Again and again I read opinions at the D programming language forums that D cannot be really fast. Some people say that the slow conservative GC of the D runtime makes long-running real time application impossible to write in D. This does not at all fit my experience.
I have written a game completely in D. From the (limited) feedback I received I can tell, that everybody who tried it had no technical problems at all. No hiccups, no freezes. I did not use custom runtime and I have happily used GC when needed.
I do understand that my use case is far from normal. But it is a real time application written in D. Real time applications tend to be diverse and have strange requirements. There is not really such a thing as a normal real time application. So the claim that D cannot be performant and is therefore rendered absolutely useless when given real time requirements is plain wrong.

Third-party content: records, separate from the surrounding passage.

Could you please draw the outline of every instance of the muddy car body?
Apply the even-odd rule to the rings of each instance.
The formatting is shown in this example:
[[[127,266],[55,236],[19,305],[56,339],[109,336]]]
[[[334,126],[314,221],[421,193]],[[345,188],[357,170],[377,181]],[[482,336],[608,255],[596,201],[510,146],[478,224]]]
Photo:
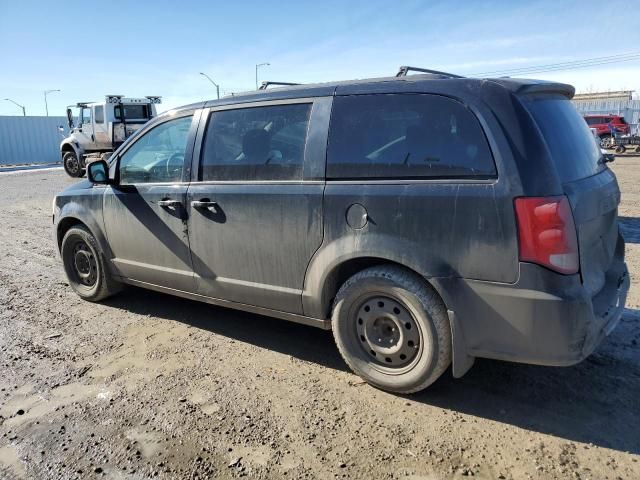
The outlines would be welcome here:
[[[126,283],[332,328],[395,392],[476,357],[571,365],[629,288],[618,185],[572,95],[432,74],[186,106],[56,197],[56,244],[88,300]]]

One has to keep in mind that allocation of memory is generally slow. It is not something that should be done in tight loops anyways. There is an amount of bookkeeping by the OS and otherwise which cannot be eliminated by improvements to the GC. The fastest program is the one which does not allocate at all.
Now, given this knowledge one finds that allocation through the GC is not that slow in comparison. There is some additional bookkeeping compared to malloc
. But keep in mind at least a part of this bookkeeping would have been done as well in a well designed program using malloc
.
And what about the feared GC collection cycles? Let me tell you there is no such thing a dedicated GC thread. The possible moments for GC collection cycles are only when allocating through the GC. And even this possibility can be temporarily stopped using GC.disable()
.
The only real downside is when multiple concurrent threads might trigger a GC collection. All threads will have to be suspended until the collection is finished. This is a real possibility for a major improvement: a concurrent GC that does not need to suspend other threads. But as it turns out this is generally a non-trivial problem.
From this we can infer that just we have to be somewhat mindful when using the GC especially in tight loops. Being mindful about memory allocation is something one should be doing anyways. The attitude that memory is free is a bad habit spread by language like Java.
To behave reasonably one first has to understand when allocation is happening. There are only three ways the allocation on the GC heap can be triggered:
-
Obviously, by using the
new
keyword, most often used to instantiate classes.auto object = new Object;
-
By using an array literal (when not immediately assigned to a static array variable/parameter)
int[] needsGC = [1, 2, 3, 4]; // on heap auto needsGCToo = [1, 2, 3, 4]; // arrays default to slices int[4] onStack = [1, 2, 3, 4]; // forced onto the stack
-
Closures. These are only ever created when creating a delegate which references the current scope.
int scopeVar = 2; auto writeIt = (){ writeln(scopeVar); } // closure over scopeVar auto addSome = (int p) => scopeVar + p; // ditto auto multTwo = (int p) => p * 2; // no closure although it still defaults to delegate auto func = &std.math.cos; // no delegate, no closure auto deleg = &(new Object).toString; // delegate, no closure
This all sounds as if one has to work around GC, as if the GC is a burden. But it is not. The GC is a solution to some memory allocation tasks and it is available to you when you need it in D. But it is not the solution to all problems.
When programming BBB I have used GC-allocated polymorphic objects to model game and UI objects. I have used closures for UI callbacks where appropriate. But I have also made heavy use of ranges and arrays of structs when needed.
D gives you such a wide range of tools to avoid allocation. There has even been a talk by Walter Bright about this. Use them: value-type structs, array slices (seriously, these alone are absolutely great), and ranges (essentially slices on metaprogramming)!